You are viewing a plain text version of this content. The canonical link for it is here.
Posted to solr-user@lucene.apache.org by Shawn Heisey <so...@elyograg.org> on 2011/11/10 19:55:50 UTC

Question about solr caches and warming

Do Solr's LRU caches pay attention to hitcount when deciding which 
entries to age out and use for autowarming, or is it purely based on the 
last time that entry was touched?  Is it a reasonable idea to come up 
with an algorithm that uses hitcount along with entry age, ideally with 
a configurable weight value?

I'm asking because I have really nasty filter queries that make for very 
slow autowarming of the filterCache.  I've had to drop my autowarmCount 
on the filterCache to 4, and warming that cache can still take 30-60 
seconds.  Sometimes it's very fast, as low as 3 seconds.

Although I don't have statistics to back my claim, I suspect that the 
really nasty filters don't have as high a hitcount as the ones that are 
more simple.  Typically the really nasty filters are used when an 
employee logs into the site.  Employees have access to a lot more than 
customers do, but the search still needs to be filtered to be 
appropriate for whatever search options are active.
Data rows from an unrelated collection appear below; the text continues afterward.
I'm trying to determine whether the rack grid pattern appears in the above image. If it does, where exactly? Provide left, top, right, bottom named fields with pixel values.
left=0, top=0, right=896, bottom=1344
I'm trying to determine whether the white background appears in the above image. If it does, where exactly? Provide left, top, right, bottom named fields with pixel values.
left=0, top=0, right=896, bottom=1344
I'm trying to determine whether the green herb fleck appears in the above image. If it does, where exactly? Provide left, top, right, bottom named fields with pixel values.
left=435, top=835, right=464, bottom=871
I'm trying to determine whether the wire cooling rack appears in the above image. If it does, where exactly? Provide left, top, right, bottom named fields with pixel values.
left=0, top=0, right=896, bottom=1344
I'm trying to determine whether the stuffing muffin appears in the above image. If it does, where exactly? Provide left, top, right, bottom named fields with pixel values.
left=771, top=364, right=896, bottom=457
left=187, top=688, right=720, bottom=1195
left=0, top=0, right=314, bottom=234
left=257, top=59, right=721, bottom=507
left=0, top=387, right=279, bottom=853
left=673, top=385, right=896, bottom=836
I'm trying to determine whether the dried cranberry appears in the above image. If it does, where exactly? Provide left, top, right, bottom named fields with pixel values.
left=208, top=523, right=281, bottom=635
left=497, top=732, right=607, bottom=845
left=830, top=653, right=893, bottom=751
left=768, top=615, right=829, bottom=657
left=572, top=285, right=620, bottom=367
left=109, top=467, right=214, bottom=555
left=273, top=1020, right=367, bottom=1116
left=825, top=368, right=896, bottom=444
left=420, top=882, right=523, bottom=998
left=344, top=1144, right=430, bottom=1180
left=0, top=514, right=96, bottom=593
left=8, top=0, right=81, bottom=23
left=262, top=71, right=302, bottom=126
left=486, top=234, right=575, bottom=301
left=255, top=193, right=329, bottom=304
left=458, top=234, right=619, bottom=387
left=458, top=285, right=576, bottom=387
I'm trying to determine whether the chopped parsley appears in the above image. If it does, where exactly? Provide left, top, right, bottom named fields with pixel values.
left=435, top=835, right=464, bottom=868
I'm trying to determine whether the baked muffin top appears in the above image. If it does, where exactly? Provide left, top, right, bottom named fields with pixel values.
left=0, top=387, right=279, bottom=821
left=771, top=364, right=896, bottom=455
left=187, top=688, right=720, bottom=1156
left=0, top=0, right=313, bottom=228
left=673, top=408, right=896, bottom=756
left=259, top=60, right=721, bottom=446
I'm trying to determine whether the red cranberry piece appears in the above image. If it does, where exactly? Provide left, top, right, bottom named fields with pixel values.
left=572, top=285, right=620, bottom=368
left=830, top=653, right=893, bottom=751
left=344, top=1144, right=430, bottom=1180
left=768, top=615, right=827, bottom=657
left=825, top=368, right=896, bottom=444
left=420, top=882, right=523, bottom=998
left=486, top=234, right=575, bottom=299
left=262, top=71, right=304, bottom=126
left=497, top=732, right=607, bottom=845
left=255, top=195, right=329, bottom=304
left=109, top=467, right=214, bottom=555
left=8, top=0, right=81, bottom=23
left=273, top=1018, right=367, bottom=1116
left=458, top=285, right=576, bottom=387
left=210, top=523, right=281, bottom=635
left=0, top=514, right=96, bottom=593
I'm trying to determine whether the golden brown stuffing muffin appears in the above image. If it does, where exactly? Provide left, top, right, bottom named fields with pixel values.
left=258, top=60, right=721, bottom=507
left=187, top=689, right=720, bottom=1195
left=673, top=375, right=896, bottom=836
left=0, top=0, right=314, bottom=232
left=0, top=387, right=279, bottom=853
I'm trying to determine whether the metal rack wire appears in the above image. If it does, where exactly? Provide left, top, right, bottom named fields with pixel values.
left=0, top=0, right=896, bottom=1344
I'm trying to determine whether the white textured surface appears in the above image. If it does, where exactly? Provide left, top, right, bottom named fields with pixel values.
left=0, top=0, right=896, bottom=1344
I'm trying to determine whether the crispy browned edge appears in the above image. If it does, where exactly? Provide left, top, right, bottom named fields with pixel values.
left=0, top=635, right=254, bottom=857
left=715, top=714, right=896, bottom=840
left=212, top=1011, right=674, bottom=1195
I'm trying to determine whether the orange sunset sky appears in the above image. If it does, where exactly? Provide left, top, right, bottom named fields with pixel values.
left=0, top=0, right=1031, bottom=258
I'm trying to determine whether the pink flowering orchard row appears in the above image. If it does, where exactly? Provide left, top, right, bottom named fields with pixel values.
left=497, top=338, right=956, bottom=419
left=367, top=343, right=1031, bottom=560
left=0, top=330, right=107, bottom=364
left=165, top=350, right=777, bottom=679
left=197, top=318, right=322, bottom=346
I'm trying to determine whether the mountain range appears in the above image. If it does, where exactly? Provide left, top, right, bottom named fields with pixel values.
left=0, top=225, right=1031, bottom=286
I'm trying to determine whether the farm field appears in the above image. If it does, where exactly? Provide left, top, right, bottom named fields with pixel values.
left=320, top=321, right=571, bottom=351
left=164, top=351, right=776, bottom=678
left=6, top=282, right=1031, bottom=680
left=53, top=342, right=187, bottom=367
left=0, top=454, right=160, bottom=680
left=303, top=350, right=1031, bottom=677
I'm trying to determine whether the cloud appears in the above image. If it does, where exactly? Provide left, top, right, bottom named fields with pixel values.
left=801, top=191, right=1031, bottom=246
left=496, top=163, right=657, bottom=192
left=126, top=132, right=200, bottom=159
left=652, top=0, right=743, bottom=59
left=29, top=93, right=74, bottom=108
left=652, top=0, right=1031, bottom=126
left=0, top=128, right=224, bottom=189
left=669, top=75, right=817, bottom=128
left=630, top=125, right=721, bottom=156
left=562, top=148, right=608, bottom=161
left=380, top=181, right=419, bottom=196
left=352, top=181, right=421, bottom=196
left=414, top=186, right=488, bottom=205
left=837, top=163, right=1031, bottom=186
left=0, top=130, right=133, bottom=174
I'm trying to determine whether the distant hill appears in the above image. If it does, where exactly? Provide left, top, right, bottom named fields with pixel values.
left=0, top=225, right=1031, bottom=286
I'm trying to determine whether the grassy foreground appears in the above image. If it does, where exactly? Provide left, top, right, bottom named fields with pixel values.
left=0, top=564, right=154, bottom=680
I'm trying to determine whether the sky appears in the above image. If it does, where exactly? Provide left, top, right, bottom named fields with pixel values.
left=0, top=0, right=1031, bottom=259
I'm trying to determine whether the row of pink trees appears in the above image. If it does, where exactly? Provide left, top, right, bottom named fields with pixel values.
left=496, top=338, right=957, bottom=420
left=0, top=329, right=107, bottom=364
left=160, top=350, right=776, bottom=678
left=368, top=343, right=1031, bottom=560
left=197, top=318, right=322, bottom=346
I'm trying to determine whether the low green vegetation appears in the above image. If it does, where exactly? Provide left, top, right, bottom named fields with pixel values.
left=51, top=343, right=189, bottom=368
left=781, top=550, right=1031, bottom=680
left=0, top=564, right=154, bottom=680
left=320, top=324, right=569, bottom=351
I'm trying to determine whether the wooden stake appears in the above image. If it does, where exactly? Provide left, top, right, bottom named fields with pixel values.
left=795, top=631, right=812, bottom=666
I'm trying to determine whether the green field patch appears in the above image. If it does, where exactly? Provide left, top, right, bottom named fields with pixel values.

If hitcount could be examined as well as entry age, I think that it 
could do a better job of selecting entries for warming, and I could use 
more than 4.

Thanks,
Shawn


Re: Question about solr caches and warming

Posted by Chris Hostetter <ho...@fucit.org>.
: Although I don't have statistics to back my claim, I suspect that the really
: nasty filters don't have as high a hitcount as the ones that are more simple.
: Typically the really nasty filters are used when an employee logs into the
: site.  Employees have access to a lot more than customers do, but the search
: still needs to be filtered to be appropriate for whatever search options are
: active.

A low impact change to consider would be to leverage the "cache=false" 
local param feature that was added in Solr 3.4...

  https://wiki.apache.org/solr/CommonQueryParameters#Caching_of_filters

...you could add this localparam anytime you know the query is coming from 
an employee -- or anytime you know the filter query is "esoteric"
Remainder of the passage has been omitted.